On Wed, 2006-05-17 at 14:45 +1000, Peter Williams wrote:
> Mike Galbraith wrote:
> > On Tue, 2006-05-16 at 16:32 -0700, Tim Chen wrote:
> >> On Tue, 2006-05-16 at 09:45 +1000, Con Kolivas wrote:
> >>
> >>> Yes it's only designed to detect something that has been asleep for an
> >>> arbitrary long time and "categorised as idle"; it is not supposed to be a
> >>> priority stepping stone for everything, in this case at MAX_BONUS-1. Mike
> >>> proposed doing this instead, but it was never my intent.

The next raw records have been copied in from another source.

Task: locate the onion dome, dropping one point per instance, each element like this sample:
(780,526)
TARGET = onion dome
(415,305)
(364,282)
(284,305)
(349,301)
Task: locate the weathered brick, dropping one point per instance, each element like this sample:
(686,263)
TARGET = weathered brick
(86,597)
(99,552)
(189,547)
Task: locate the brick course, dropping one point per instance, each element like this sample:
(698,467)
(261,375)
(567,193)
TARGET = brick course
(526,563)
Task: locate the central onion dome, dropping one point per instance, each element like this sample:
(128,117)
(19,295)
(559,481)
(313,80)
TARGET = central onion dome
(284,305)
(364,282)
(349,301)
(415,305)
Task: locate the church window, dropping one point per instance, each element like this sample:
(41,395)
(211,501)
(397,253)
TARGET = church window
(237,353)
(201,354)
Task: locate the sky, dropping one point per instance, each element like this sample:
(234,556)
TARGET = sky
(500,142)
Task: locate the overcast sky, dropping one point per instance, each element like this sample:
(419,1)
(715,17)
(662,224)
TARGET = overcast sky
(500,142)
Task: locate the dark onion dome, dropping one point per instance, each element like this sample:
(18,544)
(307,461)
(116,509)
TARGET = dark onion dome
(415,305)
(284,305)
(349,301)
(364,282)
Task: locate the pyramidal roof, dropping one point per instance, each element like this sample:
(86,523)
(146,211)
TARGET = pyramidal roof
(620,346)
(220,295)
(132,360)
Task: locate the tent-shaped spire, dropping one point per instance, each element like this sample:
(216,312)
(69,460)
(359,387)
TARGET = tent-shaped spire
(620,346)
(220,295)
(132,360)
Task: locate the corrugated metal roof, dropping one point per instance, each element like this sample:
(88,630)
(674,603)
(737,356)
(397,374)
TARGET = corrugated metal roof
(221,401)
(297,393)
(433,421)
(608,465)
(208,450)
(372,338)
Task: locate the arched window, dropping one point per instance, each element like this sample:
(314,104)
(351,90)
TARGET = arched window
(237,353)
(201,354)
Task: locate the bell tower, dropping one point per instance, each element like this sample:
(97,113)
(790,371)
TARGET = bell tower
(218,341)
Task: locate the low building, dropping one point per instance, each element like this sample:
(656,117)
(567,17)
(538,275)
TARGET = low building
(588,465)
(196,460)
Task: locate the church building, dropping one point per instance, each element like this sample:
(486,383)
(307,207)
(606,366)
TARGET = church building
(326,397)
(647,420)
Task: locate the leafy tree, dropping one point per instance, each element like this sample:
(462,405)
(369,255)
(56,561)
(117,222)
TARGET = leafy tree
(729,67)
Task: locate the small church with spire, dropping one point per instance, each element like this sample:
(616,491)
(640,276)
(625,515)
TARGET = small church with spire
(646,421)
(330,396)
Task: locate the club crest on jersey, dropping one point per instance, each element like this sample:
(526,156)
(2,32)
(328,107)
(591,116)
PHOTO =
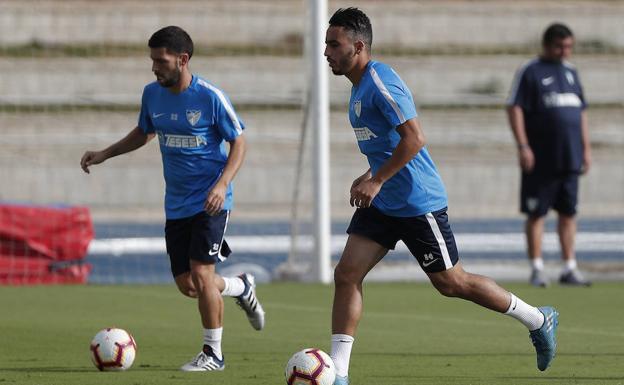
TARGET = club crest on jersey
(570,77)
(193,116)
(357,107)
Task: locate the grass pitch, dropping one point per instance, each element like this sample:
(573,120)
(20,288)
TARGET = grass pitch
(409,335)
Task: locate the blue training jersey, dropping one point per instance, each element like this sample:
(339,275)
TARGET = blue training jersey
(380,103)
(551,98)
(192,128)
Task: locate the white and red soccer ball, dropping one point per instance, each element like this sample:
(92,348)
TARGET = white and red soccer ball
(113,349)
(310,366)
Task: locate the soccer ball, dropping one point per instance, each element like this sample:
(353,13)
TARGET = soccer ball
(310,366)
(113,349)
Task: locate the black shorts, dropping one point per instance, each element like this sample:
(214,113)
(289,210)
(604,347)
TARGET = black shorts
(540,193)
(428,237)
(199,237)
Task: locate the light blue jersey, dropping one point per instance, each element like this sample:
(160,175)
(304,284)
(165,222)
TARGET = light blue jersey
(380,103)
(192,128)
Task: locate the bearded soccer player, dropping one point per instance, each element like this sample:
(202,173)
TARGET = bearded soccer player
(401,197)
(193,119)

> >> It seems like just one sleep longer than INTERACTIVE_SLEEP is needed
> >> kick the priority of a process all the way to MAX_BONUS-1 and boost the
> >> sleep_avg, regardless of what the prior sleep_avg was.
> >>
> >> So if there is a cpu hog that has long sleeps occasionally, once it woke
> >> up, its priority will get boosted close to maximum, likely starving out
> >> other processes for a while till its sleep_avg gets reduced. This
> >> behavior seems like something to avoid according to the original code
> >> comment. Are we boosting the priority too quickly?
> >
> > The answer to that is, sometimes yes, and when it bites, it bites hard.
> > Happily, most hogs don't sleep much, and we don't generally have lots of
> > bursty sleepers.
> >
>
> But it's easy for a malicious user to exploit. Yes?
Without limits, sure. Burn malicious idiot's library card :) The real
pain begins when you start examining legitimate loads. It _can_ get
really and truly fugly. Generally doesn't.